Hati mereka yang pernah mengalami musim kemaru panjang seakan diguyur hujan dan sangat terasa sejuknya.
Ditambah pengharapan tanah akan subur dan tumbuhlah banyak tumbuhan-tumbuhan hijau. Bunga-bunga juga bisa bermekaran. Sungguh indah, tinggal menanti musim semi saja.
'Apakah harus begini jalan jodohku?' tanya Andara dalam hati. Ia terasa yakin kalau Tuhan memberinya Adrian untuk menemaninya sampai nanti. Jodoh bisa datang kapan saja kan? Tanpa dia duga, meskipun jalan pertemuannya harus kotor. Setidaknya masih ada kesempatan untuk membersihkannya nanti.
***
Pagi harinya, di hari senin seperti biasa … Asih bersiap untuk sekolah. Tapi tidak dengan Bara.
Kirani pun, hari ini harus bersiap-siap pergi ke sekolah memenuhi undangan pihak sekolah untuk membicarakan kasus perkelahian Bara dengan Alfred.

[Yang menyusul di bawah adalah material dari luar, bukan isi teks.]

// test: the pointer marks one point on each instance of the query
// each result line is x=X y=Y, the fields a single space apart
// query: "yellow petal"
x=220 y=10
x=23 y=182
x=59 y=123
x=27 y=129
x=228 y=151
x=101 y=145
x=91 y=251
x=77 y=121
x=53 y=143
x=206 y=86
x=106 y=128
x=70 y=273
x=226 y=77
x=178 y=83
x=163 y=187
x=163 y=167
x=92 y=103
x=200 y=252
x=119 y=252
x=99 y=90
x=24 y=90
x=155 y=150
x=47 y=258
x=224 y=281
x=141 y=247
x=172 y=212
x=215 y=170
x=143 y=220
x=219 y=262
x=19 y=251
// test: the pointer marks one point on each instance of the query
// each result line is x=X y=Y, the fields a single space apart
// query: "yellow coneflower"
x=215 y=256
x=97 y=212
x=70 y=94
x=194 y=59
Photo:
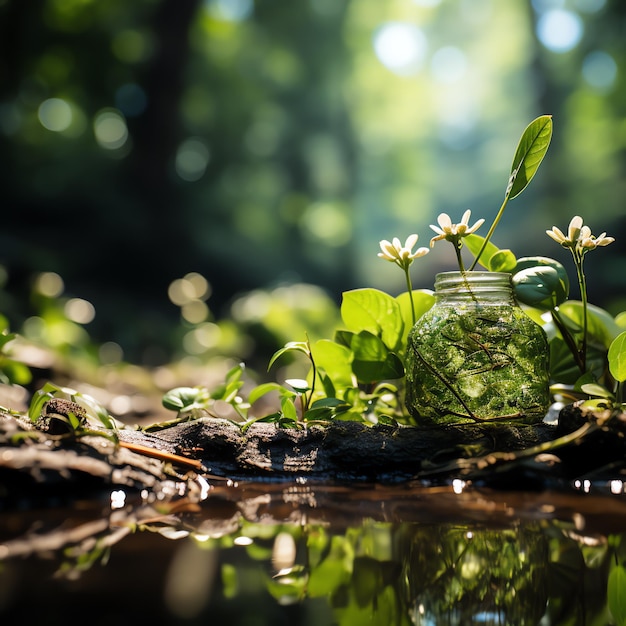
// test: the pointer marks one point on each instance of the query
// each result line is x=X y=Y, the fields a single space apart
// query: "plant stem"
x=492 y=229
x=582 y=285
x=459 y=257
x=569 y=340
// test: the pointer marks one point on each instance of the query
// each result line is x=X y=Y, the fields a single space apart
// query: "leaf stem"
x=493 y=226
x=582 y=285
x=409 y=288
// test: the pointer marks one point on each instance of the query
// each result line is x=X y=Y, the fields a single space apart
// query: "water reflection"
x=349 y=557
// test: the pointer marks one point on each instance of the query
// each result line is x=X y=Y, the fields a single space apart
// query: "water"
x=255 y=554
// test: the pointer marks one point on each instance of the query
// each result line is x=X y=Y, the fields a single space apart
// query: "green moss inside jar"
x=475 y=356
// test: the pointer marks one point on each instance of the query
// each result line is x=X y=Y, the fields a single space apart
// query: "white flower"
x=454 y=232
x=401 y=255
x=579 y=237
x=587 y=241
x=573 y=232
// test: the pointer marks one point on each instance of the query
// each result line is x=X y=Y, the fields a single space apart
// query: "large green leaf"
x=373 y=361
x=423 y=300
x=335 y=360
x=617 y=357
x=531 y=149
x=375 y=311
x=492 y=258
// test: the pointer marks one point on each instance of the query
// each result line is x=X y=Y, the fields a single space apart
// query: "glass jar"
x=475 y=356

Bara juga tidak sarapan bersama, dia lebih memilih untuk menonton televisi di kamarnya. Dalam keadaan kucel karena belum ingin mandi, dia hanya mengemil cemilan kacangnya dan beberapa kwaci.
Sungguh nikmat, itulah yang dirasakan Bara. Seminggu ke depan tidak akan ada pembelajaran, ini sungguh surga dadakkan.

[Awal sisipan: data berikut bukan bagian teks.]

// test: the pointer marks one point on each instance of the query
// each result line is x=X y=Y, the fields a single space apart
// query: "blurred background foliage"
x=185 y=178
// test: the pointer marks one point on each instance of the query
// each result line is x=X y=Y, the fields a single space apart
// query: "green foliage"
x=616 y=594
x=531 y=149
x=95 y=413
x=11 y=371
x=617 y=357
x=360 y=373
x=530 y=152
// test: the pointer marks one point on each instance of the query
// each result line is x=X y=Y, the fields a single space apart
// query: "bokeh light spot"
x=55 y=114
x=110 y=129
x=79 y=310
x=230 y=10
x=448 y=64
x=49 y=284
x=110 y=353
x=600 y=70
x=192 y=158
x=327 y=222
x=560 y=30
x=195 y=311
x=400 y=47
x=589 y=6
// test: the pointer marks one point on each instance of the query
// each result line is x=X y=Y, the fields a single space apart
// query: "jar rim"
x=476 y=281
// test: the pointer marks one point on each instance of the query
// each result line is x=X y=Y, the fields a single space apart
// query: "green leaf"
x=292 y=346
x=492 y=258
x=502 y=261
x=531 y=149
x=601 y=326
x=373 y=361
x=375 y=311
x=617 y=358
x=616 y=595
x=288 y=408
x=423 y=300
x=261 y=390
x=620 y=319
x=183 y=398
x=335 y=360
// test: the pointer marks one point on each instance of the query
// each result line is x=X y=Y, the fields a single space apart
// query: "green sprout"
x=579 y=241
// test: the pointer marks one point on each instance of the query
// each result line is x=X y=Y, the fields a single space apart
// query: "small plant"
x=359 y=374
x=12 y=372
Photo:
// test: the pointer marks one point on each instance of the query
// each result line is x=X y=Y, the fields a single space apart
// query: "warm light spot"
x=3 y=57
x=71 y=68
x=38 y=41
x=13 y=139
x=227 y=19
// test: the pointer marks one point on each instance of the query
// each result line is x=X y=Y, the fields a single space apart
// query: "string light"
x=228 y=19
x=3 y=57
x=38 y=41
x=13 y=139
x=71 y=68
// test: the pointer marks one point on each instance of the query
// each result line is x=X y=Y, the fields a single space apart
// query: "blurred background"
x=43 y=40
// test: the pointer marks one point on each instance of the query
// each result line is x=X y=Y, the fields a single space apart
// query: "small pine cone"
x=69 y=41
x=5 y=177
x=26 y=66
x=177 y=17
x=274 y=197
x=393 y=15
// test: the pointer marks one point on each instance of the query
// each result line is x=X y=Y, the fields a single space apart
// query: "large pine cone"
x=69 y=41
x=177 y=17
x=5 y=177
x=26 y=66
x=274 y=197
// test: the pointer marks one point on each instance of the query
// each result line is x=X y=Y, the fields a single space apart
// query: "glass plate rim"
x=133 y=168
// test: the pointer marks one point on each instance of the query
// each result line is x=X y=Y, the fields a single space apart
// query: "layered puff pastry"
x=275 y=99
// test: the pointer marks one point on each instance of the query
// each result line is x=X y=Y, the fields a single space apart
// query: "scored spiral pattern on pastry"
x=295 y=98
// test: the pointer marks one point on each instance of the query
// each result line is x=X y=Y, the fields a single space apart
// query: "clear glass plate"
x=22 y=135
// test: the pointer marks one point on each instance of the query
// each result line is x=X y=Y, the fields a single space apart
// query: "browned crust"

Ya … meskipun tidak dipungkiri juga kalau Bara juga malu. Seorang King di skors lagi? Apa kata penggemar? Ya, tapi Bara tidak peduli. Bara tidak merasa dia salah, yang salah sepenuhnya adalah Alfred.
TOK! TOK! TOK!
Bara menoleh ke pintu setelah suara ketukkan itu terdengar.

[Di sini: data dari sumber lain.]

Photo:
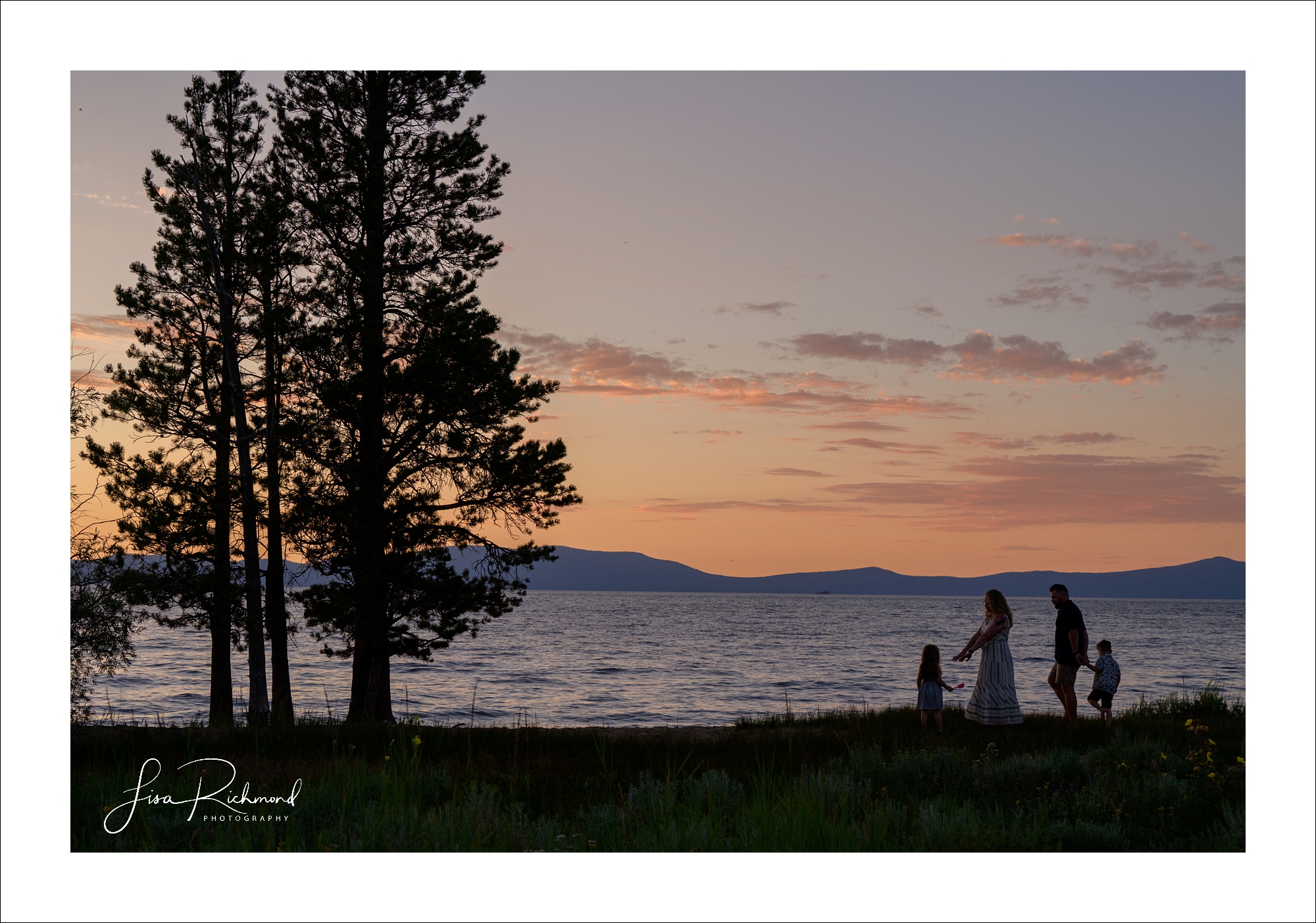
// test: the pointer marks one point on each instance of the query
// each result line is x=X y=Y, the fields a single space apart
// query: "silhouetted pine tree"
x=189 y=382
x=407 y=406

"Siapa?" teriaknya dan kemudian kembali mengunyah kacang.
"Gue, Adrian," jawab Adrian di luar.
"Nggak dikunci." Bara heran, ada apa kakaknya mengetuk pintu kamar Bara? Biasanya dia langsung pergi ke meja makan.
Adrian pun masuk, memasukkan kepalanya saja dan kedua kakak beradik itu saling tatap.
Bara menatap Adrian aneh dengan buku setengah terbuka karena ingin memasukkan kwaci ke mulutnya, Adrian menyeringai karena sejak malam minggu dia baru pulang malam senin karena menemani Andara di rumahnya dan juga menengok ibu Andara di rumah sakit.
"Lo cari-cari gue ya kemarin? Maaf gue sedang dibuk," ucap Adrian, "kenapa lo nyari-nyari gue? Mau nyusu lo? Atau mau duit?" tanya Adrian karena Bara masih menatapnya sinis.
"Habis ke mana lo emang? Main enggak ngajak-ngajak, gue suntuk di rumah."
Adrian pun masuk, dan melangkah mendekati adiknya—Bara.
"Alah … masa seorang ketua gengs kesepian, buat apa bikin gengs kalau gituh?" Adrian meledek.
"Ah lagi males gue," jawab Bara ketus dan kembali melihat televise, tontonan lawak luar negeri.
Tiba-tiba, Adrian sadar kalau wajah Bara terdapat banyak luka lebam.
"Tunggu dulu, lo kenapa?" tanya Adrian sambil menilik-nilik wajah Bara.
"Nah itu, keasyikan main sama temen-temannya sampai keadaan adiknya sendiri pun enggak tahu.
Adrian tertawa, "hahahaha, gue udah tahu paling lo berantem kan? Nggak salah lagi."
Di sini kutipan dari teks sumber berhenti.